0

I was wondering what the best way to get everything after the second occurrence of a string would be. I have files like this:

---
title: Test Document
creation_date: 01-29-2016
---

Text, blah blah blah
More text, blah blah blah

So I have file which contains 'frontmatter' between two ---s. I would like to return everything after the second ---, preferably using a bash command of some sort. When thinking about this, sed and awk came to mind, but I don't really know which one would be better for the job.

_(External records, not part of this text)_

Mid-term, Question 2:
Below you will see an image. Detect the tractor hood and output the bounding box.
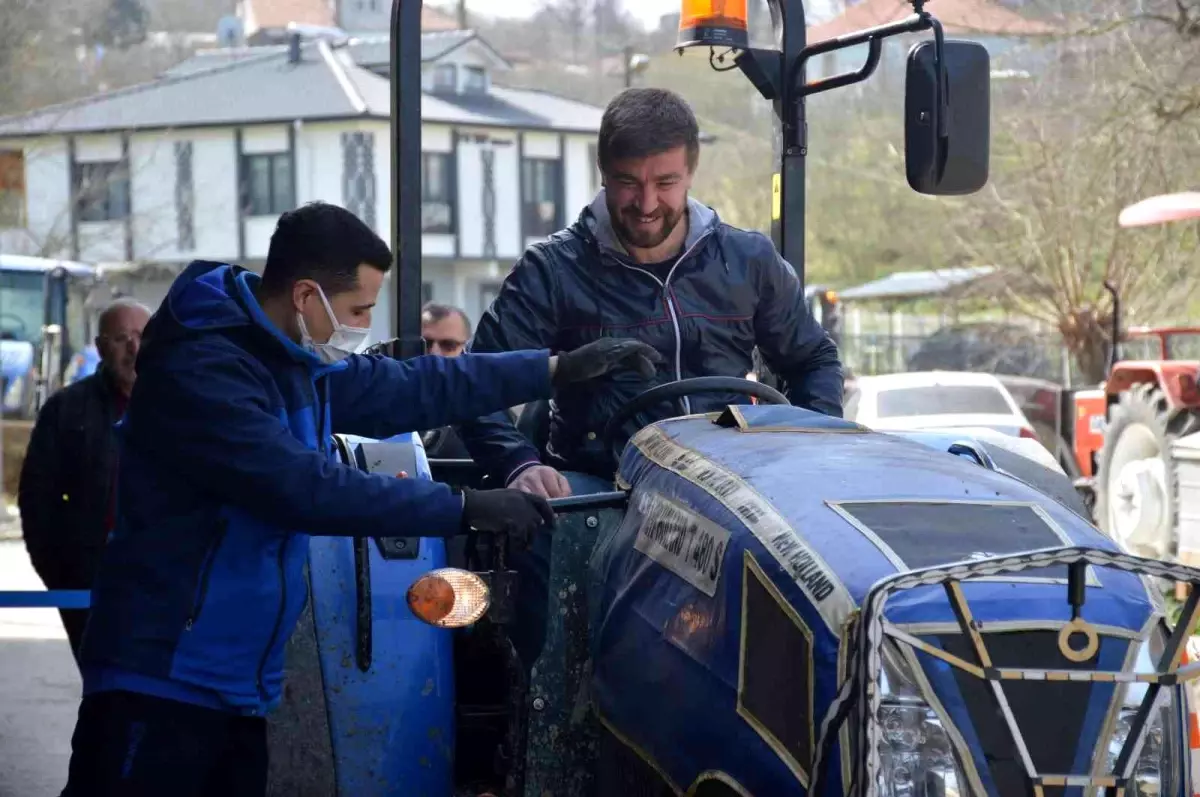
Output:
[592,406,1160,797]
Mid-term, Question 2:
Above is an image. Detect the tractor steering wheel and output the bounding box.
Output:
[600,377,791,468]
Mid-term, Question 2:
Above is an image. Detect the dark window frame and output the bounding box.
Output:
[241,151,296,218]
[73,158,133,223]
[421,152,458,235]
[433,64,458,94]
[521,156,564,238]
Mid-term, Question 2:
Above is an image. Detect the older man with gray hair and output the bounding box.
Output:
[17,298,151,661]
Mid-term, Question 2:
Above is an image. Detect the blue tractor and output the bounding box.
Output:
[260,0,1200,797]
[0,254,100,419]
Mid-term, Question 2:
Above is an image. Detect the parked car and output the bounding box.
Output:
[845,371,1038,441]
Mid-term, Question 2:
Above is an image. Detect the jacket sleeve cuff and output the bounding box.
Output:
[504,457,541,487]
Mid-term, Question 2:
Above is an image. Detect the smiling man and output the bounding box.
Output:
[64,203,659,797]
[461,89,842,664]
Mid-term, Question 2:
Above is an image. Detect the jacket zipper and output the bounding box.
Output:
[184,520,229,631]
[617,230,713,415]
[256,374,328,701]
[257,537,292,701]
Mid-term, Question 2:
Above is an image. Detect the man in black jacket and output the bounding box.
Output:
[460,89,842,664]
[17,299,150,661]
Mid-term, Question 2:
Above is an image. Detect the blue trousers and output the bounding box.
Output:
[509,471,614,670]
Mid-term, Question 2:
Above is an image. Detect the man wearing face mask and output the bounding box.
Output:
[64,203,658,797]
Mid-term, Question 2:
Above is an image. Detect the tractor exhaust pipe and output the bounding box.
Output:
[1104,280,1121,376]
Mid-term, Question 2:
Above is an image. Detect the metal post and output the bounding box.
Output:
[768,0,808,293]
[391,0,425,359]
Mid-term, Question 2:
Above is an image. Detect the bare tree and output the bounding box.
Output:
[952,64,1200,382]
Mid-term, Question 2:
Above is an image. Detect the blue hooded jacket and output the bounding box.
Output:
[80,262,551,714]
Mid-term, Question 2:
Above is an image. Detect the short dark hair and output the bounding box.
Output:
[421,301,470,336]
[596,89,700,173]
[262,202,391,296]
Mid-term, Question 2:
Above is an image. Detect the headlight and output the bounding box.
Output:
[877,645,962,797]
[408,568,491,628]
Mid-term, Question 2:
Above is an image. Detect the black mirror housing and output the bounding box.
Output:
[905,40,991,196]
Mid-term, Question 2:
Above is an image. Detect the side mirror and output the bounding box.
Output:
[904,40,991,196]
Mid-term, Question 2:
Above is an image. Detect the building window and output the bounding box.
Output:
[588,142,604,196]
[421,152,454,233]
[463,66,487,94]
[342,131,376,229]
[0,150,25,229]
[245,152,295,216]
[76,161,131,221]
[521,158,563,238]
[175,142,196,250]
[433,64,458,94]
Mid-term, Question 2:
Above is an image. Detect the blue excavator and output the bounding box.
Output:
[16,0,1200,797]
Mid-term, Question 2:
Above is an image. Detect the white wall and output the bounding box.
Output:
[0,137,71,257]
[0,112,594,334]
[563,136,600,218]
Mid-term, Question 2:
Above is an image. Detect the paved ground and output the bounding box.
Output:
[0,537,79,797]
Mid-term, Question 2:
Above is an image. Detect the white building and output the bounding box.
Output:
[0,31,602,328]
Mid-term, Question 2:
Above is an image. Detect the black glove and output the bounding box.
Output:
[462,489,554,547]
[554,337,662,385]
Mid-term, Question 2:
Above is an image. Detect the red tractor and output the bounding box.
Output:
[1073,193,1200,562]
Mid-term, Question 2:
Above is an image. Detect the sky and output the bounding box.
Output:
[467,0,679,28]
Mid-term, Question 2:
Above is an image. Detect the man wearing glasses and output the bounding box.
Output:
[17,299,150,664]
[421,301,470,356]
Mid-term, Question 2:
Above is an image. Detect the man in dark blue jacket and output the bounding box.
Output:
[56,203,658,797]
[460,89,842,664]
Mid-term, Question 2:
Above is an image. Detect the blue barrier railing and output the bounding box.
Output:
[0,589,91,609]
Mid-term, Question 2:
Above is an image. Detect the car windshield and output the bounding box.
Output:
[877,384,1013,418]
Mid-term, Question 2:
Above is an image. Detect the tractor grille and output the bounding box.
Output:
[931,630,1129,797]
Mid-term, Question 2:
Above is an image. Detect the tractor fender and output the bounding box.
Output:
[268,433,455,797]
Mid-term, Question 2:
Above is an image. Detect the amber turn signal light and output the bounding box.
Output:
[676,0,750,49]
[408,568,491,628]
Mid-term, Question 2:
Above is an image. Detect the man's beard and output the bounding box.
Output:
[608,198,688,248]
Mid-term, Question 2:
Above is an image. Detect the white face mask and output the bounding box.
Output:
[296,286,371,364]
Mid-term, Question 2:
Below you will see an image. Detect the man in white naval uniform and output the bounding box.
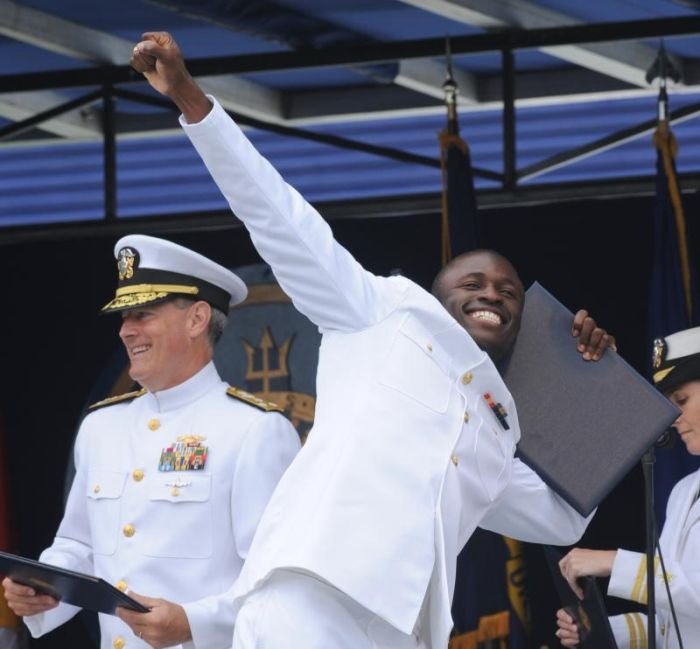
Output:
[132,33,610,649]
[3,235,300,649]
[557,327,700,649]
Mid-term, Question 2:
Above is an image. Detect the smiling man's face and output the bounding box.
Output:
[433,250,525,361]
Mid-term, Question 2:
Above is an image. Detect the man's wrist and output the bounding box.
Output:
[168,75,213,124]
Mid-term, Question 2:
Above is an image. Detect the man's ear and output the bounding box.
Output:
[188,300,211,338]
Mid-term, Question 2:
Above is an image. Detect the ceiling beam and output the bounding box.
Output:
[400,0,682,87]
[0,16,700,93]
[0,0,284,129]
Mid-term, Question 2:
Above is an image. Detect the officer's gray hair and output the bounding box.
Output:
[173,296,228,349]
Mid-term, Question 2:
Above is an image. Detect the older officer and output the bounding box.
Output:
[132,33,610,649]
[3,235,299,649]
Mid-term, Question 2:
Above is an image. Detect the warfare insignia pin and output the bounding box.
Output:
[651,338,666,370]
[484,392,510,430]
[117,248,138,281]
[158,435,207,471]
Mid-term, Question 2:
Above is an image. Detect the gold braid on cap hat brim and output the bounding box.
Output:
[102,284,199,311]
[116,284,199,297]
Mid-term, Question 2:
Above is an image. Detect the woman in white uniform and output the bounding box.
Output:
[557,327,700,649]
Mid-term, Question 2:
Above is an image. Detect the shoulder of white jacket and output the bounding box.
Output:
[88,388,147,411]
[226,386,284,412]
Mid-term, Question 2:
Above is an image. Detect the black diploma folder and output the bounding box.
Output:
[543,545,617,649]
[502,283,679,516]
[0,552,149,615]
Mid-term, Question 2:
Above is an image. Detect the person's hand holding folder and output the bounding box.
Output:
[2,577,58,617]
[559,548,617,599]
[117,591,192,649]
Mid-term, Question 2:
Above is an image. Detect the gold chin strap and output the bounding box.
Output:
[116,284,199,297]
[653,365,676,383]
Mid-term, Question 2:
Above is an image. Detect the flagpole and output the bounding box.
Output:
[642,41,680,649]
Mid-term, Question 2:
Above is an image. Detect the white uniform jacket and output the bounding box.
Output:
[608,471,700,649]
[24,363,299,649]
[181,97,586,649]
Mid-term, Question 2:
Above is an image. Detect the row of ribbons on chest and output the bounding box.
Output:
[158,435,207,471]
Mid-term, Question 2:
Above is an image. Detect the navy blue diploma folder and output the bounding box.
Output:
[543,545,617,649]
[0,552,149,615]
[501,283,679,516]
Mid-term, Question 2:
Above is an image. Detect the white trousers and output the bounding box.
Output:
[233,570,426,649]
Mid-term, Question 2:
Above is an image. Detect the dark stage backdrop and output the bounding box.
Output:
[0,190,699,649]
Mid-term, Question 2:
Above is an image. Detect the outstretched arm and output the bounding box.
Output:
[132,32,396,331]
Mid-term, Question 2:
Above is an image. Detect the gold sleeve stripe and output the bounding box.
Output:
[116,284,199,297]
[632,613,647,649]
[625,613,639,649]
[630,556,647,604]
[624,613,647,649]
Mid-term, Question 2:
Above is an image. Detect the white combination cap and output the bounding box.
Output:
[102,234,248,313]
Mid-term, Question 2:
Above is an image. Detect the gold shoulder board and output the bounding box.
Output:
[88,389,146,410]
[226,387,284,412]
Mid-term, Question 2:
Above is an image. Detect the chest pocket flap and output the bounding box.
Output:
[87,469,126,500]
[379,316,450,412]
[148,471,211,503]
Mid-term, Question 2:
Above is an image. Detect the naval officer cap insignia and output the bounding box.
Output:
[102,234,248,313]
[652,327,700,394]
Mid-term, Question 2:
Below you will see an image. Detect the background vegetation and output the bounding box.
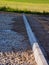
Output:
[0,0,49,13]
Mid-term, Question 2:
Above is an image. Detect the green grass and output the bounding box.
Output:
[4,0,49,3]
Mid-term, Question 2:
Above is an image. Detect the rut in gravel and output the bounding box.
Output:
[0,13,37,65]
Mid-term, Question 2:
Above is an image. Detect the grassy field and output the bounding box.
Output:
[0,0,49,12]
[4,0,49,3]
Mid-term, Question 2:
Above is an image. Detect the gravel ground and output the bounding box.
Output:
[27,15,49,63]
[0,12,37,65]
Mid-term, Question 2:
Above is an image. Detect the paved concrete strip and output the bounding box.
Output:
[23,14,48,65]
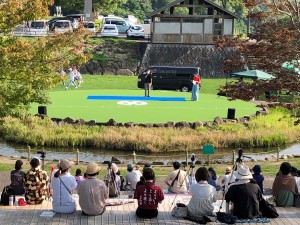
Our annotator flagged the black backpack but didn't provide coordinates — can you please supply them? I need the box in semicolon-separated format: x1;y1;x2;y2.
1;185;14;205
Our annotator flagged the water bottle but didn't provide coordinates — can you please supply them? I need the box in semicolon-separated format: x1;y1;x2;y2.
9;195;14;206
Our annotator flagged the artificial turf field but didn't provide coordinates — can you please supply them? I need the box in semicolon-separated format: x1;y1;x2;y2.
30;85;257;123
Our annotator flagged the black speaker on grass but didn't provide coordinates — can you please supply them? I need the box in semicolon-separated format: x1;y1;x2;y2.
227;108;235;120
38;106;47;115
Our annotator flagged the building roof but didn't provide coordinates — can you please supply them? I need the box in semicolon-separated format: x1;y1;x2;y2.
147;0;237;18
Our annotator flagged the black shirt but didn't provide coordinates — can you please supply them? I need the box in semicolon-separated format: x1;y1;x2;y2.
225;183;262;219
145;73;152;84
10;170;25;195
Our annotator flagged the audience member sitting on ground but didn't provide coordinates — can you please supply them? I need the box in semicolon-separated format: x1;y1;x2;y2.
164;162;188;194
134;165;142;177
75;168;84;186
208;167;221;191
187;167;217;219
77;162;108;216
295;170;300;193
50;159;77;213
272;162;298;207
252;165;265;193
134;168;164;218
125;163;141;191
225;165;262;219
10;160;25;195
104;163;121;198
136;162;151;187
221;167;235;195
24;158;48;205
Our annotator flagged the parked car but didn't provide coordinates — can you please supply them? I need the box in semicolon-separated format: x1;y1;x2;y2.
54;20;73;33
102;17;130;33
138;66;200;92
28;20;49;36
126;25;145;38
48;17;78;31
83;21;96;33
144;18;151;24
101;24;119;37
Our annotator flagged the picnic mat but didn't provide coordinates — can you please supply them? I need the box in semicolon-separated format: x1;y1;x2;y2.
105;200;134;206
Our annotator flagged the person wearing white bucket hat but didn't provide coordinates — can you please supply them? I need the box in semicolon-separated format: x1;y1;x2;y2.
225;165;262;219
77;162;108;216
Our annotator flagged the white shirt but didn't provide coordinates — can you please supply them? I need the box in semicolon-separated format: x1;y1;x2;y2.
51;173;77;213
125;170;141;190
222;173;236;191
164;169;188;193
188;181;217;217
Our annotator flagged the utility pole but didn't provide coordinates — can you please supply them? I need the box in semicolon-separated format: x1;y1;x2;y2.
84;0;93;21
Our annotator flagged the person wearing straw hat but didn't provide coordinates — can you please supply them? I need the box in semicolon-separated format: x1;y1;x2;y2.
50;159;77;213
77;162;108;216
23;157;49;205
221;167;235;194
225;165;262;219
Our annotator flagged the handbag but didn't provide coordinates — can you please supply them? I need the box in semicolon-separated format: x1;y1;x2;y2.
216;212;237;224
294;194;300;208
171;203;188;217
259;198;279;218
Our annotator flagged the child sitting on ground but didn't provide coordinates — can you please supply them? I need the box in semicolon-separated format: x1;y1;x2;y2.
252;165;265;193
75;169;84;186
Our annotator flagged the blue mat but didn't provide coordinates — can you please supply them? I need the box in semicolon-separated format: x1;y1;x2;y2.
87;95;186;102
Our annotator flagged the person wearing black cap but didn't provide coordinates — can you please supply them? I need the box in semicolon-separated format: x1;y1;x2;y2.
164;161;188;194
252;165;265;193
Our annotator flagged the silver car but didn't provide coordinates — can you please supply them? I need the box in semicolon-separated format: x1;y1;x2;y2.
127;25;145;38
101;24;119;37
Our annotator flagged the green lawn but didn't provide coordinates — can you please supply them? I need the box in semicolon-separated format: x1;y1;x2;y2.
30;76;257;123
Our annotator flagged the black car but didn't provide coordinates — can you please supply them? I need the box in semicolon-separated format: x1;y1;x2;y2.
138;66;200;92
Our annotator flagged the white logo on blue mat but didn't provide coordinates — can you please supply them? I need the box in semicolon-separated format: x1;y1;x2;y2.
117;101;148;105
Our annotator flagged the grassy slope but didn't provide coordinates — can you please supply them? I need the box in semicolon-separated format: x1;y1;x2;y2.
30;76;257;123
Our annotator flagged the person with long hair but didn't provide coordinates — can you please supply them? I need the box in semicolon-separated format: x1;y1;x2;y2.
134;168;164;218
10;160;25;195
208;167;221;191
187;167;217;219
104;163;121;198
51;159;77;213
191;73;201;101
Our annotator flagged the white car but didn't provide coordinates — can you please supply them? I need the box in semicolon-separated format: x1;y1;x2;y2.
83;21;96;33
28;20;49;36
127;25;145;38
54;20;73;33
101;24;119;37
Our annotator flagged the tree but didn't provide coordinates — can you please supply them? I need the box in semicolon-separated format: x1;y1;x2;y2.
0;0;89;117
216;0;300;106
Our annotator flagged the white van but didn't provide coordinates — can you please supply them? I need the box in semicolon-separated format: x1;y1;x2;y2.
28;20;49;36
102;17;130;33
54;20;73;33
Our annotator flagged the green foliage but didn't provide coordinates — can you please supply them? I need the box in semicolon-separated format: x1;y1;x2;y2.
216;123;246;133
0;0;89;117
0;108;300;152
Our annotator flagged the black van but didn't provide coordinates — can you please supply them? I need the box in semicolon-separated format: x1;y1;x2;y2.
138;66;200;92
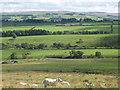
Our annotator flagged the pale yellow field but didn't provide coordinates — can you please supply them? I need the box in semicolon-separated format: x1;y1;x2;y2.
2;71;118;88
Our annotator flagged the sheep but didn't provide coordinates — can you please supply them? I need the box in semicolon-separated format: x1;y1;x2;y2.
61;81;70;86
32;84;39;87
43;78;62;88
20;82;29;86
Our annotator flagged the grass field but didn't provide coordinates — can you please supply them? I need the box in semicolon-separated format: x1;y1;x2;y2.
2;24;118;33
2;71;118;90
0;34;118;47
2;49;118;59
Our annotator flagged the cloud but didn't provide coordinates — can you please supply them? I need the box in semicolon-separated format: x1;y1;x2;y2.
0;0;119;13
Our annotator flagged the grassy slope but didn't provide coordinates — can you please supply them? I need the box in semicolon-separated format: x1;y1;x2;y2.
2;25;118;33
2;49;118;59
3;59;118;74
2;34;117;46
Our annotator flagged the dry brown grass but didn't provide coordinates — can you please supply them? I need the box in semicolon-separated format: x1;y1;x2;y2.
2;71;118;88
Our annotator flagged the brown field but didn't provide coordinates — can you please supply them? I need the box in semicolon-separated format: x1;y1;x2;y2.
2;71;118;88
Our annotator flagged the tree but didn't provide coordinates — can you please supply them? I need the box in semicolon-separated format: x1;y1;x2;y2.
76;39;83;43
12;33;17;39
110;24;113;33
10;52;17;59
69;50;84;58
95;51;101;58
38;44;47;49
79;18;82;25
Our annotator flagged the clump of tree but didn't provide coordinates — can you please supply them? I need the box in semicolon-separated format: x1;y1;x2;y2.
10;52;18;59
22;53;30;59
76;39;83;43
12;33;17;39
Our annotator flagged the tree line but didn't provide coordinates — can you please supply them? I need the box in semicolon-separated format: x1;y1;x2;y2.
0;29;111;37
9;50;103;59
0;41;119;50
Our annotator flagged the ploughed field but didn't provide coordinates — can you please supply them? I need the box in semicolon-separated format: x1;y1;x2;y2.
2;59;118;88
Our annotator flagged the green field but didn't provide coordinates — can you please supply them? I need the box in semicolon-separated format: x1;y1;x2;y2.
2;49;118;59
0;34;118;47
2;24;118;33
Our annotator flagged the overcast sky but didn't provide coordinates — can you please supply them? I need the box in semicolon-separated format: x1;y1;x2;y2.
0;0;119;13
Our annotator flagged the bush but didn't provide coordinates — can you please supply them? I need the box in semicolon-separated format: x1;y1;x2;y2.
95;51;101;58
10;53;17;59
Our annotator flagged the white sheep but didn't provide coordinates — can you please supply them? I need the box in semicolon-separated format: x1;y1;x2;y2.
61;81;70;86
19;82;29;86
43;78;62;88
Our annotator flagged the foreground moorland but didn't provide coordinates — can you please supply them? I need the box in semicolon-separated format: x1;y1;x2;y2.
2;59;118;88
0;12;120;88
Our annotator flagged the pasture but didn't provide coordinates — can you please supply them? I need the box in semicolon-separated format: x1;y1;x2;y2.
2;24;118;33
0;34;118;47
2;49;118;59
2;59;118;88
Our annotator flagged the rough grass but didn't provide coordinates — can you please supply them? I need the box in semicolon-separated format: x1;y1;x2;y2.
2;71;118;90
2;49;118;59
2;59;118;88
2;59;118;74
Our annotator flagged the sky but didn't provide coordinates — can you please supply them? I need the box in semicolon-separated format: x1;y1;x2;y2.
0;0;119;13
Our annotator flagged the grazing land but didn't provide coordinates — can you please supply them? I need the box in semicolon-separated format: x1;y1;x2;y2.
2;49;118;59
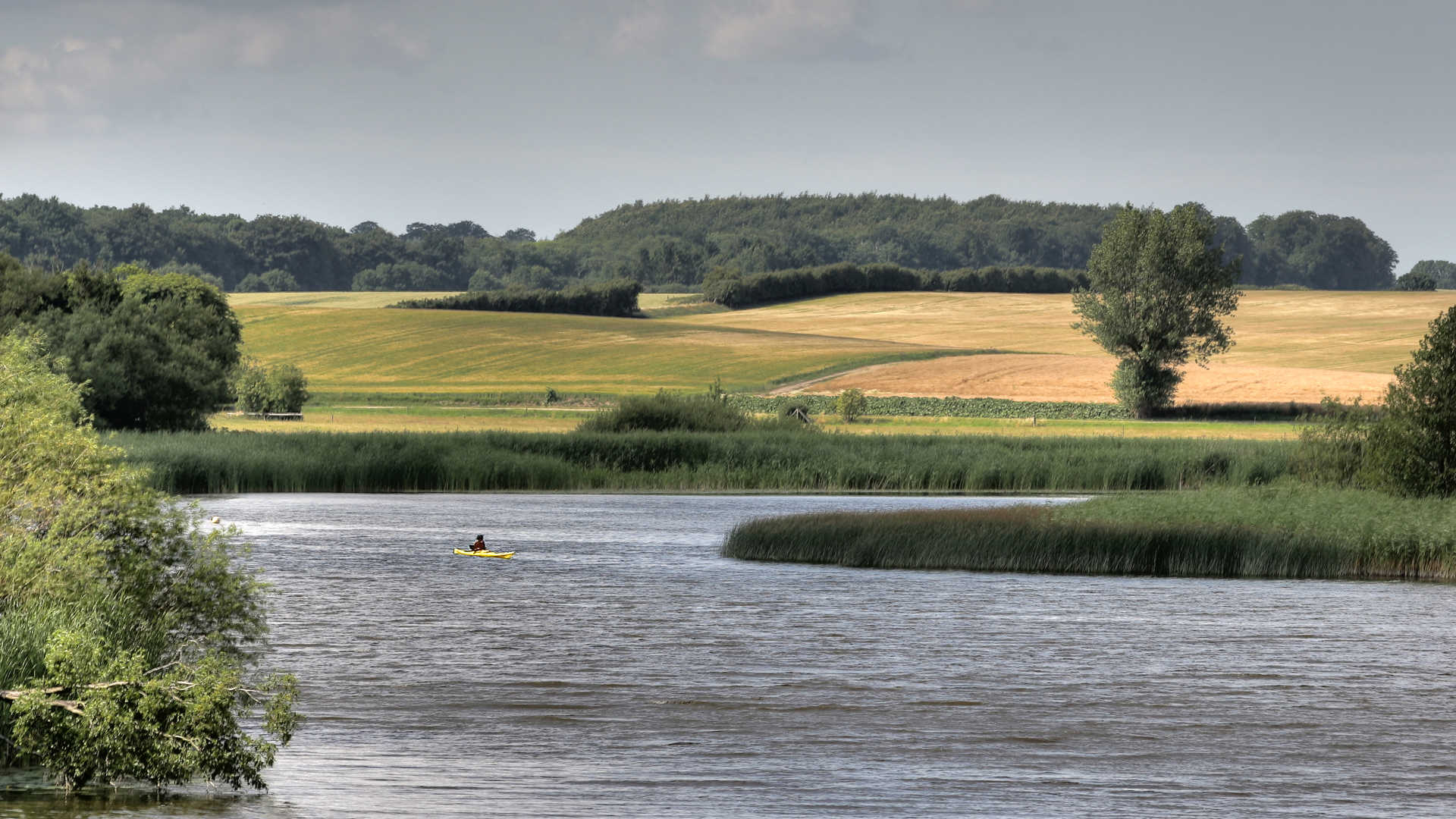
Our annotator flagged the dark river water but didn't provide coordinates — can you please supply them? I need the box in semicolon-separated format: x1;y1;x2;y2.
0;494;1456;817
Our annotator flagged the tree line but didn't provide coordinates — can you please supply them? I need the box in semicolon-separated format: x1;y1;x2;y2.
703;262;1087;307
391;278;642;319
0;194;1396;291
0;332;300;790
0;252;307;430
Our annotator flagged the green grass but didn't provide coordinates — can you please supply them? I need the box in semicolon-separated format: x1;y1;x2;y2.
108;431;1293;493
722;482;1456;582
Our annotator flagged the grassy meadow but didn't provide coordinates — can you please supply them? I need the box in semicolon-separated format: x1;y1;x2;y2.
209;397;1299;440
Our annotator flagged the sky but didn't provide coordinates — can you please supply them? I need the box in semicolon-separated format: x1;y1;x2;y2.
0;0;1456;265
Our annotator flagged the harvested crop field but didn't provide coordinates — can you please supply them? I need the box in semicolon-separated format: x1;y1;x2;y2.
677;290;1456;376
803;354;1391;403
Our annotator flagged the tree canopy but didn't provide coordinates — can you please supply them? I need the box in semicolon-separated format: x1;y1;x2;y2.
1401;259;1456;290
0;194;1395;290
0;334;299;789
0;253;242;430
1367;307;1456;495
1072;202;1241;419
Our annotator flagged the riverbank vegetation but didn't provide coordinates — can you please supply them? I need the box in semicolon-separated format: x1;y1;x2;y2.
722;482;1456;582
0;329;299;790
116;430;1294;494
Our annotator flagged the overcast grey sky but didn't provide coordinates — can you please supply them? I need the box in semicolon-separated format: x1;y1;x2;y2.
0;0;1456;266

An important part of this is that there can be any arbitrary amount of key-value pairs in the frontmatter, so just cutting the first four lines is not a valid approach here.

tedm1106
  • 127
  • 1
  • 10
  • It is better to explain with an exact input you have an exact output you want. – Inian Jan 29 '17 at 17:08
  • If you really plan on doing a lot of automated querying, a different file format is in order. This looks like it is designed for quick scanning by a human eye, not programmatic parsing. – chepner Jan 29 '17 at 17:12
  • 3
    When trying to figure out if you should use sed or awk for any problem: sed is for simple substitutions on individual lines (**that is all**), awk is for everything else. The problem you describe is not a simple substitution on an individual line and therefor it's not a job for sed, its a job for awk. If you try to use sed for anything else you will quickly find yourself in a hell of indecipherable runes, portability issues, inefficiency and just about every other undesirable attribute of software. – Ed Morton Jan 29 '17 at 18:08

3 Answers3

3

Using awk you can do this:

awk 'p>1; /---/{++p}' file

Text, blah blah blah
More text, blah blah blah
anubhava
  • 761,203
  • 64
  • 569
  • 643
2

With sed you can delete a range of lines between two patterns:

sed '/---/,/---/d' file

Other lines are displayed automatically.

More about sed features.

If you want to remove the lines above too, you can use this one:

sed '1{:a;N;/---.*---/d;ba}' file

details:

1  # if the current line is the first one
{
    :a  # define a label "a"
    N   # append the next line to the pattern space
    /---.*---/d  # delete the pattern space when the pattern succeeds
    ba  # go to label "a"
}

Note that the d command stops the script unconditionally and sed continues with the remaining lines.

Casimir et Hippolyte
  • 88,009
  • 5
  • 94
  • 125
1

Here is a pure Bash solution:

while IFS= read -r line || [[ -n $line ]]; do 
    if [[ "$line" =~ ^--- ]]; then
        (( ++count ))
    elif [ $count -ge 2 ]; then
        echo "$line"
    fi
done <file

You can use awk in a sed like manner to print all outside of that pattern match range like so:

awk '/^---/,/^---/ {next} 1' file
dawg
  • 98,345
  • 23
  • 131
  • 206